The long-anticipated summit between Russian President Vladimir Putin and his US counterpart, Joe Biden, was, a total, if modest, success. Aside from the hype, it achieved its goals of cooling tensions after years of circus antics.
While the fears were originally bigger than the hopes, the worst possible outcomes failed to materialize, and the summit served its purpose of getting Moscow and Washington to sit down and do business. Both leaders signed up to a well-polished joint statement that denounced nuclear war and signaled their determination to formulate new principles underpinning strategic stability and cybersecurity.
What’s more, their respective ambassadors are finally returning to their posts – a positive sign, if even only a symbolic gesture of goodwill. In reality, no matter how hard foreign diplomatic missions work or how many people they employ, they can rarely if ever tip the scale when there is no political will at the top.
Judging by what the presidents said though, they covered a lot of ground in the brief, yet rather substantive, meeting. Now, they may well end up striking a deal or two – like the spy swaps in the good old days of the Soviet Union – but any such arrangement would be an isolated case with no lasting effect on bilateral relations.
In general, the talks in Geneva left a positive impression because they resembled classic summit meetings. The exchanges were intensive and serious, with an understanding of real constraints, and without the ideological prejudice that we’ve all become used to over the last couple of decades. The drumbeat of rhetoric in the distance is a necessary backdrop, but the top figures do not really focus on the noise.
The outcome of the summit does not guarantee anything will change in the long term, as improving relations alone was simply not on the agenda. However, potentially introducing clear rules into our ongoing game of confrontation to control our respective nuclear capabilities would make a difference, not so much bilaterally but globally.

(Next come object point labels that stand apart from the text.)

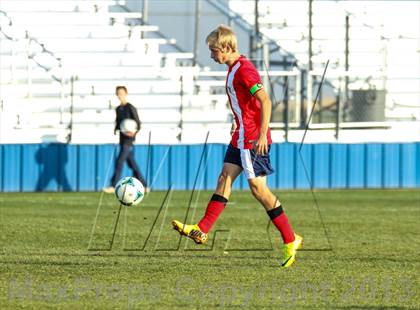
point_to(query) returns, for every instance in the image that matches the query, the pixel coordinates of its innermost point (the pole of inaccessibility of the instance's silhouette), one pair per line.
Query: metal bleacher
(380, 57)
(60, 62)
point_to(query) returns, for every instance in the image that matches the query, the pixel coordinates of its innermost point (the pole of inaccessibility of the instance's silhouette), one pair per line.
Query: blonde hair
(222, 38)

The United States is not the main global concern for Russia, and nor is Moscow the chief problem for Washington – unlike in the previous Cold War. However, the nature of their relationship impacts each other’s ties with more significant partners. The Geneva summit is a chance for both nations to reconsider the way they work internationally.

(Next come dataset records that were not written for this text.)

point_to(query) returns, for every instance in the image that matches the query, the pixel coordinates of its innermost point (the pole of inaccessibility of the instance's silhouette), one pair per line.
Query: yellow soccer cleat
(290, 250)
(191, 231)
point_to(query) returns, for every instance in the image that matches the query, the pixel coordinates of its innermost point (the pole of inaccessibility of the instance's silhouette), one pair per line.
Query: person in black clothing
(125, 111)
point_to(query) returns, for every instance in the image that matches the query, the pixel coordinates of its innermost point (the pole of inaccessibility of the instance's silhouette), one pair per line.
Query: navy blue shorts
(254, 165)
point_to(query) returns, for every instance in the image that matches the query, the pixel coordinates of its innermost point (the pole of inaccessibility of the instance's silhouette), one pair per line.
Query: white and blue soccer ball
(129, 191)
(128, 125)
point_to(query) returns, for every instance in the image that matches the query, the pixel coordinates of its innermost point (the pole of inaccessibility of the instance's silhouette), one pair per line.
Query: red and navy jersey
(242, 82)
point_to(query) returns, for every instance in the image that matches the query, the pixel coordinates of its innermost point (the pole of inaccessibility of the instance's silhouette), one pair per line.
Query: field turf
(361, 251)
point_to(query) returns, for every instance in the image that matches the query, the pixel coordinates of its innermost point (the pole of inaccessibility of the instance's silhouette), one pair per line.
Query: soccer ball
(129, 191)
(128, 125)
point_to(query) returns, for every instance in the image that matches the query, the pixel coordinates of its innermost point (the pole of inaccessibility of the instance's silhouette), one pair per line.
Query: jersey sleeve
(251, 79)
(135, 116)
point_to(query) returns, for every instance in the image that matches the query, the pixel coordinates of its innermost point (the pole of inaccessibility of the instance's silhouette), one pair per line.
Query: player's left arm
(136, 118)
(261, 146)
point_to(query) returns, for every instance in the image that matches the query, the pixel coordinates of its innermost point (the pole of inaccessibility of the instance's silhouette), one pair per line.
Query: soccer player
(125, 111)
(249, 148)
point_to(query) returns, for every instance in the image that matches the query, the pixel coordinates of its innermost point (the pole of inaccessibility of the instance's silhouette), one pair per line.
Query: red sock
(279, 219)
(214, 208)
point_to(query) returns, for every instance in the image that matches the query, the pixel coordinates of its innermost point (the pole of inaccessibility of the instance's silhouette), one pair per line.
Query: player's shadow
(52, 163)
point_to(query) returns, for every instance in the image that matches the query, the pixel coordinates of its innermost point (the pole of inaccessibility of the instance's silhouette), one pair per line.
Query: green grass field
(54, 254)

Biden's foreign policy is actually quite straightforward. Apparently, it will prioritize efforts to recreate the political alliance of ‘the West’ like it was in the Cold War, to contain and slow down China, and to engage in a limited way in regional conflicts where the US can, if possible, rely on local partners, rather than play the lead itself. Replacing the ‘global leadership’ slogan with ‘America's return’ is a smart move that gives Washington much more flexibility than before since there is no clear idea in what capacity it is back in the global arena.

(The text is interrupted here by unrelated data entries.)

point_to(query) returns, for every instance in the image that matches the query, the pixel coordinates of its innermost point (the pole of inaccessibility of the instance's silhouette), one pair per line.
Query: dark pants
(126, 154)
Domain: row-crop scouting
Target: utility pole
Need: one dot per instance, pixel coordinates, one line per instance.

Russia's priorities are also changing, and the shift is obvious to unbiased minds, hard as they are to come by in the West. The movement is a recent trend and it is unclear what its goals will end up looking like. While the US is betting on the old strategy of consolidating the West against a deliberately constructed authoritarian threat, Russia has to double-check its options and reconsider the institutions and tools for use in its foreign policy.
In the previous years and even decades, Moscow has pushed for new institutions that would help establish the multipolar world. This concept has defined political and diplomatic practice since the mid-1990s, and it marked Russia’s defensive response to the decline of its international status after the Soviet Union’s collapse. Multipolarity implied opposing hegemony but it did not create a clear slot for Russia to occupy in the new world order.
When international pluralism ultimately emerged, it confused things even further. With the new powerhouses of varying clout, the global landscape evolved rather quickly, turning foreign policy into rocket science. The globalization crisis affected both old and new institutions and arrangements, including those that were created by Russia from the nineties to the mid-2010s. Today, amid the drive toward re-nationalization of world affairs catalyzed by the Covid-19 pandemic, the future of intergovernmental organizations is up in the air, with countries eyeing the advantages of flying solo.
Russia and the US are both facing the same challenge. They have to recalibrate their objectives and approaches to match the new global realities. Ironically, going back to a classic Cold War relationship seems to be more helpful for this task. Both sides seem to be familiar with this time-tested practice, and the format may well suit them best. This is the key takeaway from the Geneva summit.
However, the catch is that today’s political cycles are measured not in decades but years, if not even months. Make no mistake, any arrangements that create the kind of strategic stability of the Cold War will be unlikely to last as long the second time around.